Health Insurance Portability and Accountability Act (HIPAA) Enforcement Actions
The Health Insurance Portability and Accountability Act (HIPAA), enacted in 1996, is a federal law that protects the privacy and security of individuals’ health information. It establishes national standards for electronic healthcare transactions, ensures the confidentiality of personal health records, and promotes data integrity.
HIPAA enforcement actions are taken by the Office for Civil Rights (OCR) within the U.S. Department of Health and Human Services (HHS). The OCR investigates complaints filed against covered entities such as healthcare providers, health plans, and business associates to ensure compliance with HIPAA regulations.
Real Examples of HIPAA Enforcement Actions:
- Anthem Inc. – $16 Million Settlement:
- Cottage Health System – $3 Million Settlement:
- New York-Presbyterian Hospital and Columbia University – $4.8 Million Settlement:
In 2015, Anthem Inc., one of America’s largest health insurance companies, suffered a massive data breach compromising nearly 79 million individuals’ personal information. The OCR conducted an investigation revealing multiple HIPAA violations related to insufficient security measures to protect electronic protected health information (ePHI). As a result, Anthem agreed to pay a settlement amounting to $16 million.
In 2013-2014, Cottage Health System experienced several breaches affecting over 62 thousand patients’ ePHI due to inadequate safeguards on their servers. The OCR found significant deficiencies in risk management processes leading to unauthorized access to patient records. Cottage Health System settled the case by paying $3 million.

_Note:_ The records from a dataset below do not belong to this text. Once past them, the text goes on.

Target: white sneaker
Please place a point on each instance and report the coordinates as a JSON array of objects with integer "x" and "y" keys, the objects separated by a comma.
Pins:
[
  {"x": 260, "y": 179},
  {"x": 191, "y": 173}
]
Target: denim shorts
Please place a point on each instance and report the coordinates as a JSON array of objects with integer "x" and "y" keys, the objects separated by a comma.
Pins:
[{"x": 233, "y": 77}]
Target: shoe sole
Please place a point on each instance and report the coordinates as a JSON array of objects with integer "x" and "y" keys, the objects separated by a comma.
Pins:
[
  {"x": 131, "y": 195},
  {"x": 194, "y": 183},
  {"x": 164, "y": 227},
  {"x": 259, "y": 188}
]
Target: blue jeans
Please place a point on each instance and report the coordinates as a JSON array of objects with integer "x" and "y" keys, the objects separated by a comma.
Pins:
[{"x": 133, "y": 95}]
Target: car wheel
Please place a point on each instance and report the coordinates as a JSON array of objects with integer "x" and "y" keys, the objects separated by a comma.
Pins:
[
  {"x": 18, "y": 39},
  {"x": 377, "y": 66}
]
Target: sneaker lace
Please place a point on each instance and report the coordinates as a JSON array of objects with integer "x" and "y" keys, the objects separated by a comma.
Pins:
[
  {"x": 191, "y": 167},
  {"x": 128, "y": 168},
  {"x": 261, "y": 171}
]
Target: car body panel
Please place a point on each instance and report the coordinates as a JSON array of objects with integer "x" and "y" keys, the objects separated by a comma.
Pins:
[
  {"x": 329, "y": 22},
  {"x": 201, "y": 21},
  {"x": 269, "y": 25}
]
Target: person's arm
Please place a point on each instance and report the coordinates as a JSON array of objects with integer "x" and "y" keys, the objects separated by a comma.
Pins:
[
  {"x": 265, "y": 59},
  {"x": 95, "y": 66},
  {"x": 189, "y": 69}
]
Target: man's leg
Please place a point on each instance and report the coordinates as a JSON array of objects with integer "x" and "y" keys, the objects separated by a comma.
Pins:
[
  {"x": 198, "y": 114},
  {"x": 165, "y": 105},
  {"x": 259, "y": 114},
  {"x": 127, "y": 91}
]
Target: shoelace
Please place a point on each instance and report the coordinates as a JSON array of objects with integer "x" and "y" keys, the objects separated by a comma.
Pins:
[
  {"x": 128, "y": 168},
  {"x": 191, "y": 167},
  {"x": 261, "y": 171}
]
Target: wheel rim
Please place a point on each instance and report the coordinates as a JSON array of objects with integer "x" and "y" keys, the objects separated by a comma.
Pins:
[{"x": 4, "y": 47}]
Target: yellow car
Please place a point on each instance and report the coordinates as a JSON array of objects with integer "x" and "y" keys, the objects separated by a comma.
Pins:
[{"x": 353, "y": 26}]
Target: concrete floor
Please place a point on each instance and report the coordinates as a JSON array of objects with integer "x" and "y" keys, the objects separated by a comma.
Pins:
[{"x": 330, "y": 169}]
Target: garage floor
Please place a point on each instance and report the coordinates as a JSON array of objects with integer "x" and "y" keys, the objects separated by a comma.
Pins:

In 2010, a joint breach occurred between New York-Presbyterian Hospital and Columbia University resulting in the exposure of approximately 6,800 patients’ ePHI on the internet. The OCR investigation revealed insufficient security measures and lack of proper authorization controls to protect patient data. Both entities agreed to pay a combined settlement amounting to $4.8 million.
Verdict:
HIPAA enforcement actions are crucial for maintaining the privacy and security of individuals’ health information. The real examples mentioned above highlight the severity of consequences faced by organizations that fail to comply with HIPAA regulations.
To avoid potential penalties and reputational damage, covered entities must prioritize implementing robust security measures, conducting regular risk assessments, training employees on privacy policies, ensuring appropriate authorization controls are in place, and promptly addressing any identified vulnerabilities.